In one hand you hold your coffee, in the other, you shop for a graduation gift for your brother. Your thumb cranks up to the top left corner of the screen and *splash*. The phone takes a dive and becomes the porcelain throne’s next victim.
Top navigations on large screens are phone killers.
In 2018 we’re going to see a radical change in the way websites are navigated. New patterns and solutions that bypass traditional solutions such as hamburger menus and toolbars will make the world of eCommerce a better place.
Some Actual Factuals
1. How important is mobile really?
Be worried if you’re still asking this question. Let’s visit the numbers worldwide as of February 2018:
- 52% — Mobile
- 44% — Desktop
- 4% — Tablet
In eCommerce, we see these numbers trending even higher with 68–88% of our customers coming from mobile devices.
2. What are the actual mobile screen sizes are we using?
In February 2018 global mobile usage:
- 44% — 360x640
- 9% — 375x667
- 4% — 720x1280
- 4% — 414x376
3. The hamburger has been failing you as a designer, as a customer, as a stakeholder.
As designers, we politely ignore proof that hamburger navigation is hiding things from users. It keeps things clean and tidy, but let’s just nail the lid on the coffin:
- The top left corner is the hardest place to reach on a mobile device for a right-handed user. This is where hamburger menus are most often found.
- You limit discover-ability in an age where average users decide if they are going to stay or leave in the first 10 seconds of viewing the page.

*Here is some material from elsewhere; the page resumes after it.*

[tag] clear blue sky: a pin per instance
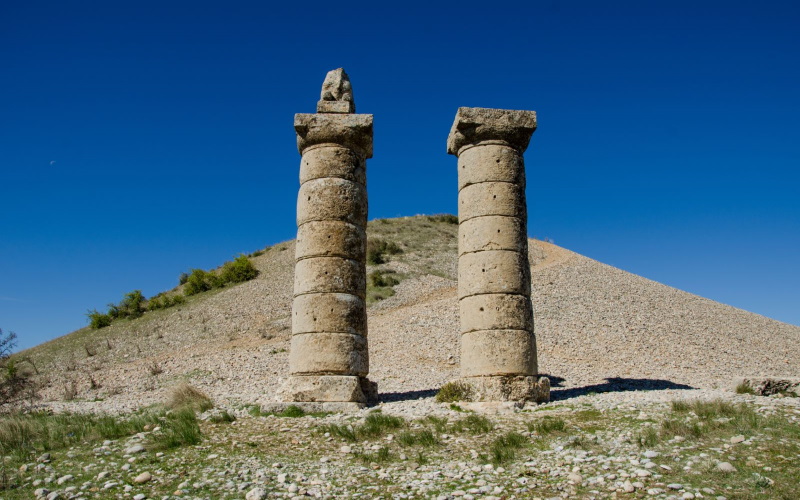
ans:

- 57% of people use your hidden navigation, but if your nav is even partially exposed (combo navigation) it will be used in 86% of the time — That’s 1.5 times more.
- People prefer hot dogs anyway.
Thumb Friendly Navigation —AKA, Where I play with solutions when no one is looking…
It’s a scary thing to mess around with the core patterns of navigation when redesigning a site. We tweak things slowly, adopt patterns from native apps and hope changing text or an icon will change conversion for the better.
My goal in this is to create imperfect solutions that defy patterns that exist today in hopes of finding a new way to navigate on larger phones. The purpose of these designs is to explore new solutions that keep navigational elements within the green thumb zone. All other rules are going out the window.
1. The Side Nav
We have bigger phones screens. This means more space, which is the whole issue for our thumbs. Let’s use the space differently! The wider our phones, the more we can play horizontally. This solution cannibalizes horizontal space, but my thumb can pretty comfortably jump into the cart and my preferred product gender. Nothing is getting hidden behind the hamburger. If we tried this solution in the real world, we might want to snap back to the traditional top nav on smaller phones when thumbs are still able to reach on the smaller screen size, sticking with a more familiar pattern while still providing a functional approach.
2. The Floater
Can I replace navigation completely with only the prompt to search? It’s crazy, but it’s also simple. When I go into navigation, by definition I am searching for something that I have not found within the content of the page. So, if I open up the actual ability to use a search field OR click straight into pre-selected shopping categories, aren’t all my hopes and dreams fulfilled? As search tools get smarter, can we lean even more heavily on this type of experience?
3. The Toolbar
This has been done before in our apps and now we’re seeing it pop up within ecommerce. But for my clients, icons don’t always make sense. If shoppers are divided by gender, then by product can I simplify the nav into two groups, expose those groups and provide all universal nav items under the more pertinent shop categories? Notice I don’t have to go to the awkward corners of the nav to close, I can just keep my hand right where it is and if I don’t see what I need, I get out of there
Here’s an unpleasant reality about mobile iOS browsers.
We want to put our nav down at the bottom of the screen, just like those clean beautiful apps we use. This would fix the darned thumb-reach problem. Life would be peachy.
Sadly if you are on an iPhone, you’re going to have to tap twice. There is a 44px high space on the bottom of the safari mobile browser that when touched, the bottom navigation bar reappears. So — first tap, the browser bar pops up — and tap again on the thing you wanted to navigate to in the first place. It’s messy.
One workaround is to keep the browser controls open, which will allow our bottom toolbar nav to remain active on a single tap. However, this solution reduces screen real-estate for our website and invites visual noise to get in the way of our carefully laid designs.
The alternative is to let your navigation hide away with the browser controls, and reappear when the user scrolls back up. This avoids the frustrating double tap and avoids forced browser bars eating up screen space.
4. Home Sweet Navigation
What if your site’s mobile homepage is the navigation? Total exposure! Quick entry! All the user needs to know is that ‘back’ takes them to the homepage where they can navigate to their heart’s delight.
This limits the amount of promo content that lives on the homepage, but if we’re focused on conversion, then streamlining content to the essentials is exactly what we should be doing. We can find more strategic placement for brand messaging and promotion.
How do you feel about the future of nav?